Les organisateurs du dialogue « ont faussement prétendu que seuls deux partis sur l’ensemble de l’éventail politique boycottaient la rencontre », une affirmation qu’ils qualifient de trompeuse et de contraire à la réalité politique du pays. C’est ce qui ressort d’une déclaration conjointe signée par quatre députés : Mohamed Bouye ould Mohamed Fadel, Khally Diallo, Yahya ould Loud et Mohamed Lemine ould Sidi Mouloud.
Le manque de transparence, l’absence d’un cadre clair et la sélection controversée des participants alimentent le doute quant à la volonté réelle de parvenir à un dialogue national authentique. Les députés ont expliqué que la liste des acteurs concernés est bien plus longue que cela, soulignant que le coordinateur du dialogue a reconnu, dès son premier jour, ne pas connaître la carte politique, ce qui l’empêche de communiquer avec tout le monde.
Pour de nombreux citoyens, il s’agit moins d’un processus de réconciliation que d’une stratégie politique visant à contrôler le récit public et à désamorcer les tensions sociales. Tant que les bases de la confiance et de la sincérité ne seront pas rétablies, ce « dialogue » risque de n’être qu’une mise en scène, loin des aspirations profondes du peuple mauritanien.
Réactions mitigées
Face à ces préparatifs jugés opaques, plusieurs observateurs ont rapidement exprimé leur méfiance. Certains dénoncent un « dialogue de façade » piloté par le pouvoir exécutif, sans véritable consultation des forces politiques représentatives. Les quatre députés ont souligné que tout véritable dialogue doit s’attaquer aux racines de la corruption et mettre un terme à l’hémorragie des fonds publics, et non se transformer en un espace d’échanges de plaisanteries ou de distribution de biens politiques.
D’autres partis, parmi l’AJDMR, affirment avoir été écartés délibérément des discussions préliminaires, évoquant un processus sans calendrier clair ni garanties de transparence.
Les députés ont exprimé leur rejet catégorique de ce qu’ils considèrent comme « une tentative de dissimulation de la corruption, visant à détourner l’attention du public du scandale majeur révélé par les rapports de la Cour des comptes, à travers des discussions formelles ou des manœuvres politiques superficielles ».

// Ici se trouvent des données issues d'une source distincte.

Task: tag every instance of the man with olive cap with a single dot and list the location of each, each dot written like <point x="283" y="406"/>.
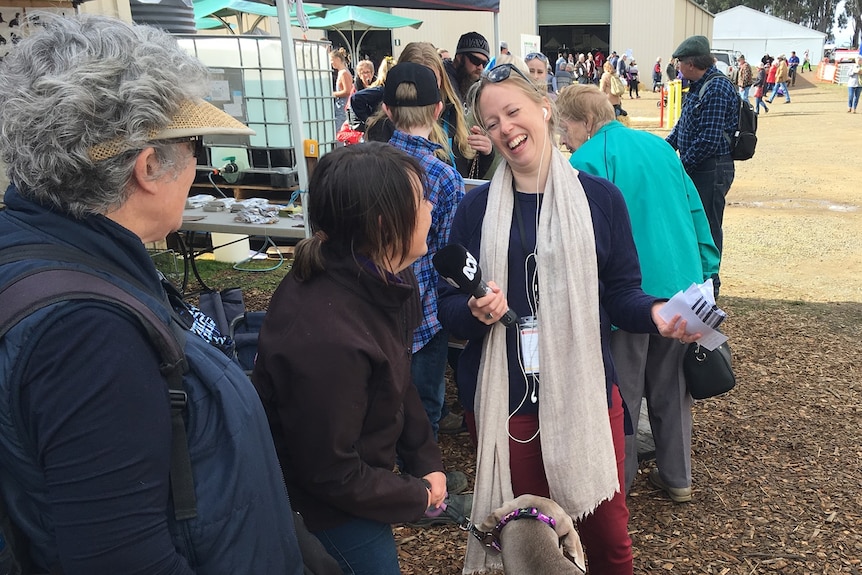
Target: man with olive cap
<point x="703" y="133"/>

Ils ont ajouté que « les rapports accablants de la Cour ne peuvent être ni ignorés ni passés sous silence, car le peuple mauritanien reste déterminé à poursuivre la pression sur les corrompus afin qu’ils rendent des comptes et restituent les fonds détournés ».
Malgré ces réserves, certains acteurs appellent à ne pas abandonner l’idée d’un dialogue national, mais à en repenser profondément les méthodes et les objectifs afin d’en faire un véritable espace de concertation et non un simple instrument politique.
Pour nombre de citoyens, la réussite d’un véritable dialogue passe d’abord par la reconnaissance des fractures sociales, la justice dans la répartition des ressources et la lutte contre l’impunité. C’est à cette condition seulement que la Mauritanie pourra transformer les discours d’unité en un projet collectif durable, au service de tous ses citoyens.